- The Washington Times - Sunday, February 8, 2004

Federal regulators on Thursday will weigh in on a new phone service that has caused a ruckus in the telecommunications industry.

But it is unlikely the Federal Communications Commission will resolve the raging debate about voice over Internet telephony, an unregulated phone service that is attracting consumers who find it an appealing low-cost alternative to standard phone service.

“What they’re going to do is lay down a marker, lay jurisdictional claim [to the issue],” said Scott Cleland, chief executive of Precursor Group, a telecommunications research firm in the District.

AT&T; Corp., Free World Dialup and Vonage Corp., the nation’s largest Internet telephone company with 100,000 subscribers, have filed petitions asking the FCC to clear up the regulatory uncertainty surrounding the new phone service.

“If we don’t get some clarity from the federal government pretty soon, where will we be?” asked Jeffrey Citron, chief executive of Vonage, a privately held company.

FCC Chairman Michael Powell gave some indication as to how the agency will respond to calls to regulate the service. In a letter to Rep. Billy Tauzin, outgoing Louisiana Republican and chairman of the House Energy and Commerce Committee, Mr. Powell repeated his position that the FCC must act with a light regulatory hand.

“It is critically important that we let these services develop unfettered by unnecessary government regulation, and apply only the minimum oversight necessary to ensure that consumers receive the unparalleled benefits that [Internet] tele-phony services offer,” Mr. Powell wrote.

Among the issues the FCC must determine, the most difficult perhaps is whether to classify Internet calling as a data service. If the FCC says Internet calls are a data service, the calls would be exempt from access fees, the charges that long-distance carriers pay to local phone companies to connect calls.

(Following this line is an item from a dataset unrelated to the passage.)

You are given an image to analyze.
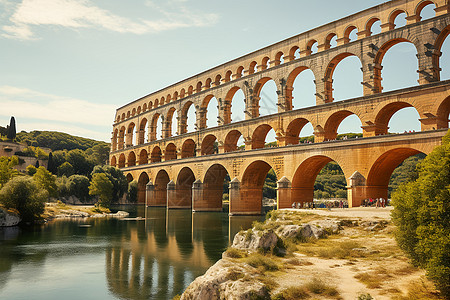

Regional Bell operating companies don’t think that’s fair, Verizon spokesman Larry Plumb said.

“It’s a sense of fairness. You buy phone service, and part of what you pay is controlled by a regulator,” he said.

Standard access charges on interstate calls are one-half cent a minute to originate a call and one-half cent a minute to end a call.

A federal judge in Minnesota ruled in October that Vonage is a data service and exempt from regulation in that state.

The FCC also must decide whether Internet phone companies have to contribute to the universal service fund, a program funded by taxes on most phone bills to subsidize phone service in rural areas and for the poor.

Regulators also must decide whether Internet phone companies are required to make 911 service work on their networks and whether law-enforcement officials can tap Internet phone calls.

It’s simply too early to regulate Internet phone service, Mr. Citron said during a luncheon speech last week. But Vonage would pay into the universal service fund and find a way to let subscribers place 911 calls with the Internet phone service, he said.

State regulators and incumbent phone companies are loath to give Vonage a regulatory pass.

“We think the communications market is unbelievably competitive right now and all providers should be playing on a level playing field,” said Allison Remsen, spokeswoman for the U.S. Telephone Association, which represents local phone companies.

The regulatory uncertainty hasn’t slowed down Vonage. Mr. Citron predicted the company will have 400,000 subscribers by the end of the year.

“We clearly have a lead, and it’s going to be hard to catch up with us,” he said. “We like this market. We’re going to be aggressive and we’re going to make a lot of money.”

Others are racing to catch Vonage. AT&T; Corp., Qwest Communications and SBC Communications Inc. were among the companies late last year that announced plans to introduce residential Internet telephone service.

The number of Internet telephone subscribers nationwide is not clear because the service is not regulated, Mr. Cleland said.

But the potential for growth is significant. Subscribers must have a high-speed Internet connection to use Internet phone service, and about 20 million U.S. homes have broadband service now.

The market for phone calls over the Internet is expected to rise to $15.1 billion by 2007 from $3.3 billion in 2003, according to technology researcher IDC.